David Spina has served in a variety of volunteer leadership positions and currently serves on the AHA’s national board of directors. In 2003, after a heart attack and bypass surgery, his involvement became personal.
“Having a heart attack and observing the procedures to stabilize and restore my health allowed me to have a clearer understanding and appreciation of the knowledge and skill used by the medical team helping me,” he said. “Today’s knowledge is vastly more effective than the information available only 40 years ago, and the death rates from heart attack and stroke are much lower as a result.”
Spina said he faced two kinds of challenges after his heart attack and bypass surgery — physical and emotional. He wrestled with diet and lifestyle changes while learning to keep up with doctors’ appointments and prescriptions. His sense of independence also took a hit.
“During my heart attack and bypass surgery, I felt a profound sense of dependency,” Spina said. “I needed every bit of help I could get from the medical staff who cared for me. My personal challenge was to restore my sense of self-confidence to enable me to be confident about my future.”

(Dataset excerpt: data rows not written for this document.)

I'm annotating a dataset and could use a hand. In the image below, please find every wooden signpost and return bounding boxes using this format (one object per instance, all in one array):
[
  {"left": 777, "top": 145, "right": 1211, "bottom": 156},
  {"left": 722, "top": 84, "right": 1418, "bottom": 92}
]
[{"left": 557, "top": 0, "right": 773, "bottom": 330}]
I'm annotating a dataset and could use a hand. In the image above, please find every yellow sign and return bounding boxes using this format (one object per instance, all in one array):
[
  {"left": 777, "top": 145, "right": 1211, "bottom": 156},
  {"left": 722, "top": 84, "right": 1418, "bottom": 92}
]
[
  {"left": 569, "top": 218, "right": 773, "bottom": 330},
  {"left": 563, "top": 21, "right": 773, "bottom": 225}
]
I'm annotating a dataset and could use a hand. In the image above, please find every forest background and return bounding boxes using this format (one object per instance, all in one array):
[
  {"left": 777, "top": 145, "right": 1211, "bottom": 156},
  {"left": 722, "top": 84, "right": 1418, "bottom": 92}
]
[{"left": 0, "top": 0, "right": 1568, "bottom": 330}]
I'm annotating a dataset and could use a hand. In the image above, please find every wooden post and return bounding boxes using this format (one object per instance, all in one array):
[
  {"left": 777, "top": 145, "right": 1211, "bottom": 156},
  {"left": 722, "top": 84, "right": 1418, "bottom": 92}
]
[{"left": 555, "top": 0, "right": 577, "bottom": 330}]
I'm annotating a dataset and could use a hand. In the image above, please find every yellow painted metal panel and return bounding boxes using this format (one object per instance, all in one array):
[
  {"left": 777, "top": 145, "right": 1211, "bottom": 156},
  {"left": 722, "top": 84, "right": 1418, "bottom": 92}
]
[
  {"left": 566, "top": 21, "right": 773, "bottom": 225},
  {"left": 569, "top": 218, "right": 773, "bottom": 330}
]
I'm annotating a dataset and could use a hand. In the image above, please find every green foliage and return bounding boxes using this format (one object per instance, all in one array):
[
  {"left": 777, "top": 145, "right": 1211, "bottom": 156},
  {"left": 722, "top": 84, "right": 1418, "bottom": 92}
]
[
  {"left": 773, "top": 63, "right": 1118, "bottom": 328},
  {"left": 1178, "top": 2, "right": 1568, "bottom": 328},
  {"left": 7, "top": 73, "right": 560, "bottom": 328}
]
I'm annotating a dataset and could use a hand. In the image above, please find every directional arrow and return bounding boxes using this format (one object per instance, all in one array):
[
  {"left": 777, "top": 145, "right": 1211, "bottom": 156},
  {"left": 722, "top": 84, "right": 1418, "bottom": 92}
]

Spina’s ordeal increased his desire to give back after “the help, skill and compassion that helped me when I needed it so much.”
In total, the Spinas have donated more than $6 million to the AHA. In 2008, they helped the association fund centers that research ways to improve outcomes for heart disease and stroke patients. The centers trained more than 20 postdoctoral fellows in outcomes research, 15 of whom have moved into faculty positions. More than 300 studies were published based on the centers’ research.
The new donation adds to the Spinas’ “already powerful legacy of philanthropy, which has benefited the American Heart Association mission in many important ways,” said organization CEO Nancy Brown. “All of us are inspired by their commitment to knowledge advancement and the discovery of unprecedented approaches to preventing and treating cardiovascular diseases and stroke.”
CVGPS researchers are accessing massive volumes of data from multiple studies, including the Framingham Heart Study, which has tracked cardiovascular disease in three generations of New Englanders, and the Jackson Heart Study, which focuses on cardiovascular diseases’ impact on African-Americans. Spina believes CVGPS will make cardiovascular research even more effective in the future.
“I’ve learned the pivotal role the American Heart Association plays in translating scientific learning into daily use by doctors and hospitals, and the extensive work it does educating the public about heart health,” he said. “My work let me develop a sense of confidence in the organization and its effectiveness in pursuing its mission. I hope my investment in CVGPS will encourage others to invest in the AHA too.”